Marcus Rashford Open-Play Touches
That suggests of course that he wasn’t brought in to play any specific position but to serve as a break-glass-in-case-of-emergency option across the front line, and he has played 798 minutes this season across a variety of positions. Rashford has been good in spells and has even shown signs of his class, but it hasn’t been other-worldly either.
Marcus Rashford Position Minutes
Joan García, the goalkeeper recruited from Espanyol in the summer, is another player who has been missing for a few weeks. Before his injury, García was averaging just 2.7 unsuccessful passes per 90, while Wojciech Szczesny has averaged 6.0 since coming in. García was quicker off his line too, with 2.1 sweeper keeper actions to Szczesny’s 1.2.
These are fine margins, but when you have a system that is calibrated for perfection, they can really matter.
How to Hurt Barcelona
“I’ve studied Barcelona for years. Every team that sits back and waits ends up losing; 98% of them. You have to look for other ways to beat them,” Sevilla manager Matías Almeyda said before his side’s incredible 4-1 win over Barcelona at the start of October.
In the three matches where Barça have truly struggled this season, they recorded fewer than 10 sequences of 10+ passes. In every other game, they’ve had at least 15 such sequences. When the structure collapses and when the pressure comes on, it collapses completely.
In those three games, they drew with Rayo Vallecano, and lost to PSG and Sevilla.
With the Clásico on Sunday, Xabi Alonso has a decision to make because what worked for Sevilla and PSG doesn’t automatically translate for Real Madrid.
Raphinha was missing for both of those defeats, and his potential presence changes the dynamic completely. When he’s available, Barcelona always have the out-ball over the top. You can press them high and still lose out with a single pass. Without him, that release valve just isn’t there.
That Raphinha came away with five goals and two assists from his four games against Madrid last season shows the difference he can make in the Clásico, and if he plays, he could be a massive presence both on and off the ball.
Xabi Alonso’s Big Decision
Barcelona had Real Madrid’s number last season, to say the least.
Barça won all four of the Clásicos, outscoring Madrid 15–7. In those games, Madrid’s press was barely functional.

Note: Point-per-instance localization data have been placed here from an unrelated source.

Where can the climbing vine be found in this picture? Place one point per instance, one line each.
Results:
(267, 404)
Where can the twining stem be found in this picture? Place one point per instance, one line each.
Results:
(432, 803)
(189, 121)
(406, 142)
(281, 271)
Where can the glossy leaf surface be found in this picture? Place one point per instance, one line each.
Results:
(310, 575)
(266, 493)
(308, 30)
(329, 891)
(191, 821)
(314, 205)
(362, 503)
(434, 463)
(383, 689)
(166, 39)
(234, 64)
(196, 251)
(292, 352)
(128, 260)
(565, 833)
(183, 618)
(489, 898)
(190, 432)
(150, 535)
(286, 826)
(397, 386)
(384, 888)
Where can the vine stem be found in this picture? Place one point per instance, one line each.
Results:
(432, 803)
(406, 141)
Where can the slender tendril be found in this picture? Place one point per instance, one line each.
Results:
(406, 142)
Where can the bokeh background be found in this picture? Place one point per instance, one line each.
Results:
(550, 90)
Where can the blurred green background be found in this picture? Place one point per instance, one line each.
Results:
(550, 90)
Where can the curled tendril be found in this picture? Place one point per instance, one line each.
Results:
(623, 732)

Barcelona had 38 high turnovers to Madrid’s 18. Madrid allowed 54 sequences of 10+ passes, while Barça allowed Madrid just 19.

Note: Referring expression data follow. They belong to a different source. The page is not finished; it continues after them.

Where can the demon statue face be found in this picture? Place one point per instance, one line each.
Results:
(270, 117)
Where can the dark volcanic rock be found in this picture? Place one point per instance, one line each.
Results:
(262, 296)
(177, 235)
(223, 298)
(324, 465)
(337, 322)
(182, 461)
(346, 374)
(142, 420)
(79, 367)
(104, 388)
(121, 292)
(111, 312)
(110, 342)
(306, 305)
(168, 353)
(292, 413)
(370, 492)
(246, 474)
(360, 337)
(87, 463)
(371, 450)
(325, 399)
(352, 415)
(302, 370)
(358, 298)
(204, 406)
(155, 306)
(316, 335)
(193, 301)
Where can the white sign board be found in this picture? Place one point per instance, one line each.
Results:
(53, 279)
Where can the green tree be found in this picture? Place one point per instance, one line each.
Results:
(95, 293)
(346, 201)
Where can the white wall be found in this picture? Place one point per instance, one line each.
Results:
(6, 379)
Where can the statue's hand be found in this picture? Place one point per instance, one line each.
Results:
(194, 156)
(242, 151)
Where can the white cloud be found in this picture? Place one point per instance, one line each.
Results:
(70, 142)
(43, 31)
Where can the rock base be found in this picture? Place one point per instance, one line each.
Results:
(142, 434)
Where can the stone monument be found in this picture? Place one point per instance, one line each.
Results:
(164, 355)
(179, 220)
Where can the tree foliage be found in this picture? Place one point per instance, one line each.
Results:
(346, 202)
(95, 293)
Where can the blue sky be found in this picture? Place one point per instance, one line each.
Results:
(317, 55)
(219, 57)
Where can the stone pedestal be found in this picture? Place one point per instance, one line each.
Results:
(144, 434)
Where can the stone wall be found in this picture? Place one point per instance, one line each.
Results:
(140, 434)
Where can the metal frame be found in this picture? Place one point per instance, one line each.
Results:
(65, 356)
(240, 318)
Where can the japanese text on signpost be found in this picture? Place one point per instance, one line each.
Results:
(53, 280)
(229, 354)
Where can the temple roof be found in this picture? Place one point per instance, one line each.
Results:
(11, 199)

But new Los Blancos boss Xabi Alonso has Madrid playing with more certainty, and that’s the key to beating Barcelona. You have to choose a way of playing and you have to commit to it. Half-measures are a one-way ticket to being shredded to pieces.
Alonso hasn’t turned his superstar attackers into defensive workhorses overnight, but he has made them more coordinated, more willing and more responsible in that phase.

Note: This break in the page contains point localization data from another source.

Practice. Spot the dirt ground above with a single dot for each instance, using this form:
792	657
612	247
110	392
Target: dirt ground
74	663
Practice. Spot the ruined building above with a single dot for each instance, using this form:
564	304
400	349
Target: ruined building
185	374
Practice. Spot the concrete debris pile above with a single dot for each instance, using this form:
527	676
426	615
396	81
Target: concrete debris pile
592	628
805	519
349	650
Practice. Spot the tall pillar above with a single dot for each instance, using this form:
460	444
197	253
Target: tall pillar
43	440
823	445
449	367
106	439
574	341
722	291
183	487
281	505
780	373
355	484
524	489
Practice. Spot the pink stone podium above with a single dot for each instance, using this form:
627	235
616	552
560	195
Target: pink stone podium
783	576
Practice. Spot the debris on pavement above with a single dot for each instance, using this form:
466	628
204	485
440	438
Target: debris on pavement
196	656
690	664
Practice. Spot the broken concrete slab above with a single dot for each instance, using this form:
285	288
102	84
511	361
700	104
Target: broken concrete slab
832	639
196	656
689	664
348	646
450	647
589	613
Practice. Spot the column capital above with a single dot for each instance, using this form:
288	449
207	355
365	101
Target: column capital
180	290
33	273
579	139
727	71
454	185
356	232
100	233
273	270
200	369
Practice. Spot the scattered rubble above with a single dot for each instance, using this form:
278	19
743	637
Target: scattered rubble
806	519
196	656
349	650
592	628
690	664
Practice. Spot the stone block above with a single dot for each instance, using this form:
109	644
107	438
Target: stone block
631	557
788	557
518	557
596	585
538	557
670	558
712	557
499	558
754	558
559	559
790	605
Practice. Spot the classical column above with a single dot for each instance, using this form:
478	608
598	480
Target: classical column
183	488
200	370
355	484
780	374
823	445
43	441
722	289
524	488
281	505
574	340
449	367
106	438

He’s also asking for a more efficient effort out of Jude Bellingham. At times last season, Bellingham was caught trying to plug every gap himself. The structure is clearer now and the burden of responsibility out of possession is better shared and understood across the team.
Madrid want to play similarly to Barcelona, just with slightly less vertical aggression. They want to control possession, force you onto your heels, and then strike. If the first strike doesn’t land, the counter-press is meant to keep you trapped.
The alternative is to sit off and wait, defend deep, absorb, and counter. After their recent 5–2 derby defeat to Atlético Madrid, Alonso may be wary of being too bold again. But it’s also possible that being bold is exactly what this particular fixture demands.
Because against this Barcelona, you don’t get to play safe. You choose your risk, and you live with the consequences.